Let $X = [0, + \infty[ \subset \mathbb{R}$ and $\tau$ be a topology on $X$ which is composed by $X$, $\emptyset$ and every set of the form $]a ; + \infty[$, where $a \in \mathbb{R}$.
Can somebody explain to me why $(X, \tau)$ is a compact topological space ?

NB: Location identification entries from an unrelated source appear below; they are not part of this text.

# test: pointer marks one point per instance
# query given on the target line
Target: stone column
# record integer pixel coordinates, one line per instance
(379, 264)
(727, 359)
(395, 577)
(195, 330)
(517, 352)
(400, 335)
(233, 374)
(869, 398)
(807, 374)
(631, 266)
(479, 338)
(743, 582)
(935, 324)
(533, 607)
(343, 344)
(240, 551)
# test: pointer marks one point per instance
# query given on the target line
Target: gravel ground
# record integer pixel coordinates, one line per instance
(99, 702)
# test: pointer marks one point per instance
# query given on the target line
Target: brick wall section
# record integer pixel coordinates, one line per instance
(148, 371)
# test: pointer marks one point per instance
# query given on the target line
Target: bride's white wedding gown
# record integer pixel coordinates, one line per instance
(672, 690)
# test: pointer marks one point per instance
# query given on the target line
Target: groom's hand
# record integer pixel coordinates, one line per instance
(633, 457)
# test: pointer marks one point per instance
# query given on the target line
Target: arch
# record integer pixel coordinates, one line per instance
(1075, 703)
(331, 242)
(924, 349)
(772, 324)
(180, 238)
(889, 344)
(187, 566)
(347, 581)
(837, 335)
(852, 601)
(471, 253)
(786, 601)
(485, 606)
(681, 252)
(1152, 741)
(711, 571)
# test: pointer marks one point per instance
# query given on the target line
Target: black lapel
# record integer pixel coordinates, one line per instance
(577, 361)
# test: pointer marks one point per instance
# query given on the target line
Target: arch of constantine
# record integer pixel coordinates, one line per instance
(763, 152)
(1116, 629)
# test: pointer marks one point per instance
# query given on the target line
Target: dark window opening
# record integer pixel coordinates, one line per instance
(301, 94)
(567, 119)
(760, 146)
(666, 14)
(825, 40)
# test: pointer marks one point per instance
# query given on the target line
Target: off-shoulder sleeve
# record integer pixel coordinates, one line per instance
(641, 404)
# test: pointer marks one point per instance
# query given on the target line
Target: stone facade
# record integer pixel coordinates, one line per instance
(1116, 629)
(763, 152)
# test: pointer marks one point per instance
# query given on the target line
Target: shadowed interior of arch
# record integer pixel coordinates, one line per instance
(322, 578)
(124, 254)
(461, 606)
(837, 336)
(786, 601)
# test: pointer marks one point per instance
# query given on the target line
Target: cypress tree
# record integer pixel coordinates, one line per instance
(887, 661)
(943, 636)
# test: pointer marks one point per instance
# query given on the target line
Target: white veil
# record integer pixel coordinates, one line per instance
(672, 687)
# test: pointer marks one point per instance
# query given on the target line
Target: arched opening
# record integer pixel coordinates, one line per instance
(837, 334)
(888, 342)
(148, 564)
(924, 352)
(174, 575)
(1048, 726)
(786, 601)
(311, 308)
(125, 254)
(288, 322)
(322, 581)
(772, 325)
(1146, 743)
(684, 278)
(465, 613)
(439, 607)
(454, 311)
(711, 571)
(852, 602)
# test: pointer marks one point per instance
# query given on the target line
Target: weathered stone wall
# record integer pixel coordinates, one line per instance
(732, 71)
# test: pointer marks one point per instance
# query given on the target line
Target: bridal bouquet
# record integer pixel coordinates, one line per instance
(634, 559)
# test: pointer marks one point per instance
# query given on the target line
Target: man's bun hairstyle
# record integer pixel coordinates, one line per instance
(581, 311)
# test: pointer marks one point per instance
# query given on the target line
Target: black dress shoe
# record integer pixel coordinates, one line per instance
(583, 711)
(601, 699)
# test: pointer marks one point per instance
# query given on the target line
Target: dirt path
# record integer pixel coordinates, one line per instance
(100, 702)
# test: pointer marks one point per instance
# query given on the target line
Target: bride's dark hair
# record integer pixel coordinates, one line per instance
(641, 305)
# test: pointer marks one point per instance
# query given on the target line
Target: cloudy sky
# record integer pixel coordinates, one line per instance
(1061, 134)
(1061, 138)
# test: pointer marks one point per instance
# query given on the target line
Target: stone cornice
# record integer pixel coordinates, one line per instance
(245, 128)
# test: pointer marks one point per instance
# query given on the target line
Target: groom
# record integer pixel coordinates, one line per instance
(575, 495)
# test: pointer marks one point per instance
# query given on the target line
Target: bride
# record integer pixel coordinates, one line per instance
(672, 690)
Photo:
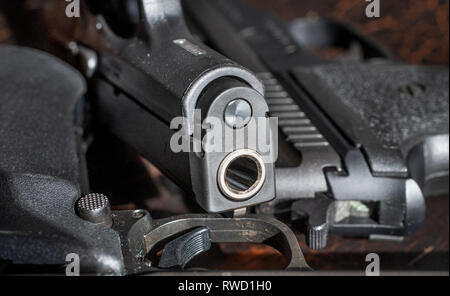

If I take the family of set $(U_{i})_{i \in \mathbb{N}}$ such that for every $i \in \mathbb{N}$, $U_{i} = ]\frac{1}{n}, + \infty[$, then we have that $\bigcup_{i \in \mathbb{N}} U_{i} = X$ (so $(U_{i})_{i \in \mathbb{N}}$ is an open cover of $X$), but $(U_{i})_{i \in \mathbb{N}}$ has no finit subcover of $X$ right (or I'm probably missing something) ?
Thank you for your help.
The union of your sets $U_i$ is only the interval $(0, \infty)$. To show that $X$ is compact, take some open cover $U_i$ with $\bigcup U_i = X$. Since $0 \in X$, there is some $U_j$ with $0 \in U_j$. But then $U_j = X = [0, \infty)$ and thus $\{U_j\}$ is a finite subcover.